Staff Summary of Public Testimony: PRO: There are a lot of things going on in the bill and all of these issues should be open for consideration. At the core, this bill is about having a little more transparency by having a formal tax expenditure budget. It is time to take a real look at tax expenditure accountability, especially in light of the reduced federal corporate tax rate. We need to think about tax reform holistically and this would be a tool to help us with that. This bill would help create a more transparent, rationale, and comprehensive budget process in which the cost and benefits of tax exemptions would be balanced with other budget needs. Under this bill, tax breaks that are truly needed would be reauthorized whereas tax breaks that are outdated or obsolete would provide funds for other high priority needs such as the opioid crisis. Things are a little out of whack where a person receiving state funds for basic needs has to constantly establish that they are using the money appropriately whereas a business receiving a large tax break does not have to prove it is creating jobs. State lawmakers should create a tax structure that is as rationale, comprehensive, and transparent as possible because of the many challenges the state faces. There is very little evidence to support the idea that renewing tax breaks every couple of years will cause uncertainty and hurt the economy. Washington gives away more in tax breaks than it collects in tax revenues. This is a broken system. We have tax breaks that take away $30 billion. For far too long, Washington has prioritized keeping taxes low on the 1 percent while everyone else pays. Washington has over 700 tax breaks and little or no data as to whether these tax breaks work.

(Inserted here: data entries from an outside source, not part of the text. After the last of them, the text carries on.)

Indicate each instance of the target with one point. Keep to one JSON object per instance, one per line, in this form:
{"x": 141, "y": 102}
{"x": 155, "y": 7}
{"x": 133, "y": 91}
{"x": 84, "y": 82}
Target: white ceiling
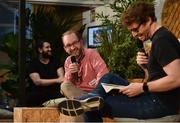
{"x": 85, "y": 3}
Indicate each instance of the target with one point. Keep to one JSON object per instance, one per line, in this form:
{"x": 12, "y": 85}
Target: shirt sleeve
{"x": 68, "y": 75}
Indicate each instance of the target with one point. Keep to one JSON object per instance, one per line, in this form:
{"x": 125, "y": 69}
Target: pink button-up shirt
{"x": 91, "y": 68}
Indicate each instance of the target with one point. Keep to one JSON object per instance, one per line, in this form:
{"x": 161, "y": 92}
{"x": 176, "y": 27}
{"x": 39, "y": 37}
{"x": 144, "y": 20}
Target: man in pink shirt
{"x": 82, "y": 73}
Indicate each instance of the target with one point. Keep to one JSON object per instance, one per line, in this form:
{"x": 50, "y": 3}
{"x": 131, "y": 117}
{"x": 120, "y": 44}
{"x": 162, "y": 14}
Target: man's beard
{"x": 46, "y": 55}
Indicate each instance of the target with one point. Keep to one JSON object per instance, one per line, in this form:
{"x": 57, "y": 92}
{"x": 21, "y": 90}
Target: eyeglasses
{"x": 72, "y": 44}
{"x": 135, "y": 29}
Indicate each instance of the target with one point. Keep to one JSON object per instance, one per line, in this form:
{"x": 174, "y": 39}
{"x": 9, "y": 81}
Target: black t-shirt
{"x": 165, "y": 48}
{"x": 36, "y": 95}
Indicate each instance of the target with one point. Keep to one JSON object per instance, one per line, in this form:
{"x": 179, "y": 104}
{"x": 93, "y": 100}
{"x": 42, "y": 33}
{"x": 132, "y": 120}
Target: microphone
{"x": 73, "y": 60}
{"x": 141, "y": 49}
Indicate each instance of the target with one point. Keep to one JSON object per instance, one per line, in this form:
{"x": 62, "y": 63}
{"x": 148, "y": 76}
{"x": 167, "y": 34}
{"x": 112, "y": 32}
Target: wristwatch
{"x": 145, "y": 87}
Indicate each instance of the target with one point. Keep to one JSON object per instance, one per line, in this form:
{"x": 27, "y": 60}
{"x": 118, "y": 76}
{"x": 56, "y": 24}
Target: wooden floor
{"x": 45, "y": 114}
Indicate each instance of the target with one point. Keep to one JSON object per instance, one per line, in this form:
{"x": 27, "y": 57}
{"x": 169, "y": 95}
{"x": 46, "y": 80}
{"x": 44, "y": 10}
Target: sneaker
{"x": 80, "y": 105}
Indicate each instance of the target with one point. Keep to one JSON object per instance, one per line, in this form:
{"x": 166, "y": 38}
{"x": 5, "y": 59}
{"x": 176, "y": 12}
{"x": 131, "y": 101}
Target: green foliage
{"x": 9, "y": 45}
{"x": 120, "y": 53}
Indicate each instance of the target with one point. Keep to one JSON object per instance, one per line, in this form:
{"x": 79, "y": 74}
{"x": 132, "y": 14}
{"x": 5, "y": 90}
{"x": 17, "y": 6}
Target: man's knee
{"x": 65, "y": 85}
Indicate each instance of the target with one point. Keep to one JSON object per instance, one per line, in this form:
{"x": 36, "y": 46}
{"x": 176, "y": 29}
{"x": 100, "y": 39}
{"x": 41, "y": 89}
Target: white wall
{"x": 108, "y": 11}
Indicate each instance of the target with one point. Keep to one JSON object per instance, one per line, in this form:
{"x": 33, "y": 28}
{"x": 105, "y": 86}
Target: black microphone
{"x": 73, "y": 60}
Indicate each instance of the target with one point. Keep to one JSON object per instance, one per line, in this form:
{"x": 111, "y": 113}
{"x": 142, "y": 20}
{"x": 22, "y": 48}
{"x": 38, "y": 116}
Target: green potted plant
{"x": 120, "y": 52}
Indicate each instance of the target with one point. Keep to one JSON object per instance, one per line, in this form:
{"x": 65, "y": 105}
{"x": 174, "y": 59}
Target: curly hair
{"x": 138, "y": 12}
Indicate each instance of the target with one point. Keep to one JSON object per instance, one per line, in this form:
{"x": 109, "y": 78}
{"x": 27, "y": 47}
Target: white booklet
{"x": 109, "y": 87}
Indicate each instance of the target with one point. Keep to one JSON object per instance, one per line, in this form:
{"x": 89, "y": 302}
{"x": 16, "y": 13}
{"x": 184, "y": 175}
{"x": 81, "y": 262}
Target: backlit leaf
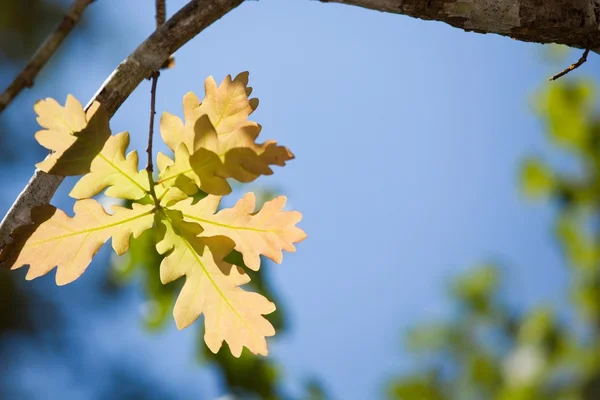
{"x": 212, "y": 288}
{"x": 55, "y": 239}
{"x": 267, "y": 232}
{"x": 220, "y": 125}
{"x": 110, "y": 168}
{"x": 190, "y": 172}
{"x": 75, "y": 137}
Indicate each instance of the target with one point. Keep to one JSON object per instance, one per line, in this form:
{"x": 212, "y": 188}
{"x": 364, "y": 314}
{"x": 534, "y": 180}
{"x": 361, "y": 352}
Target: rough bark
{"x": 570, "y": 22}
{"x": 44, "y": 53}
{"x": 146, "y": 59}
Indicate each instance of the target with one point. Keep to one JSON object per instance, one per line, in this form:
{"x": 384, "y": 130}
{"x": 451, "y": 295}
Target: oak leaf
{"x": 215, "y": 143}
{"x": 69, "y": 243}
{"x": 266, "y": 232}
{"x": 74, "y": 136}
{"x": 219, "y": 126}
{"x": 112, "y": 169}
{"x": 212, "y": 288}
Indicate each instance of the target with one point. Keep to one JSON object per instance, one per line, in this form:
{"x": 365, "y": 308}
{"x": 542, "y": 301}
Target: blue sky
{"x": 408, "y": 137}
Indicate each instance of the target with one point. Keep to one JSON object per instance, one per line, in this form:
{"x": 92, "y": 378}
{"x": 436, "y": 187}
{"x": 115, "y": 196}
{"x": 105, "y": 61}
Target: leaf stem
{"x": 161, "y": 14}
{"x": 149, "y": 166}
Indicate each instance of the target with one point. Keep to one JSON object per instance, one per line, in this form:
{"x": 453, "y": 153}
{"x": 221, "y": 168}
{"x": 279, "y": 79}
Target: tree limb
{"x": 570, "y": 22}
{"x": 44, "y": 53}
{"x": 146, "y": 59}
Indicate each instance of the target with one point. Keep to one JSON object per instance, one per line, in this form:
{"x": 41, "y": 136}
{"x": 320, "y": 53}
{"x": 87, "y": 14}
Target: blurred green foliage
{"x": 491, "y": 351}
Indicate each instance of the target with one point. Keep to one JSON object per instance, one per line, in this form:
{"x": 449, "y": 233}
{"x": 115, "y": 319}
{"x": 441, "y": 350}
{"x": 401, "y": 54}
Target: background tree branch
{"x": 570, "y": 22}
{"x": 146, "y": 59}
{"x": 44, "y": 53}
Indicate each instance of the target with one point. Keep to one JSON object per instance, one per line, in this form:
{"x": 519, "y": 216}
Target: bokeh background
{"x": 418, "y": 150}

CON: The section of the bill that would require reauthorization for tax expenditures would create great uncertainty. There are 64 tax expenditures for the agricultural industry, which is a $49 billion industry employing 145,000 in Washington with $15 billion exported. There is a question about whether it is wise to upset the business planning of this industry every couple of years. The name change of the commission concerns us. The business community does not agree that a tax exemption is necessarily equivalent to foregone government expenditures. Many tax exemptions make necessary adjustments to our tax code.
Persons Testifying: PRO: Senator David Frockt, Prime Sponsor; Steve Zemke, Director, Tax Sanity; Nick Federici, All In For Action; Andy Nicholas, Washington Budget & Policy Center; Melissa Taylor, citizen; Jon Culver, Washington's Paramount Duty; Max Culver, Lake Forest Park Elementary; Steve Clagett, Faith Action Network.
CON: Clay Hill, Association of Washington Business.
Persons Signed In To Testify But Not Testifying: No one.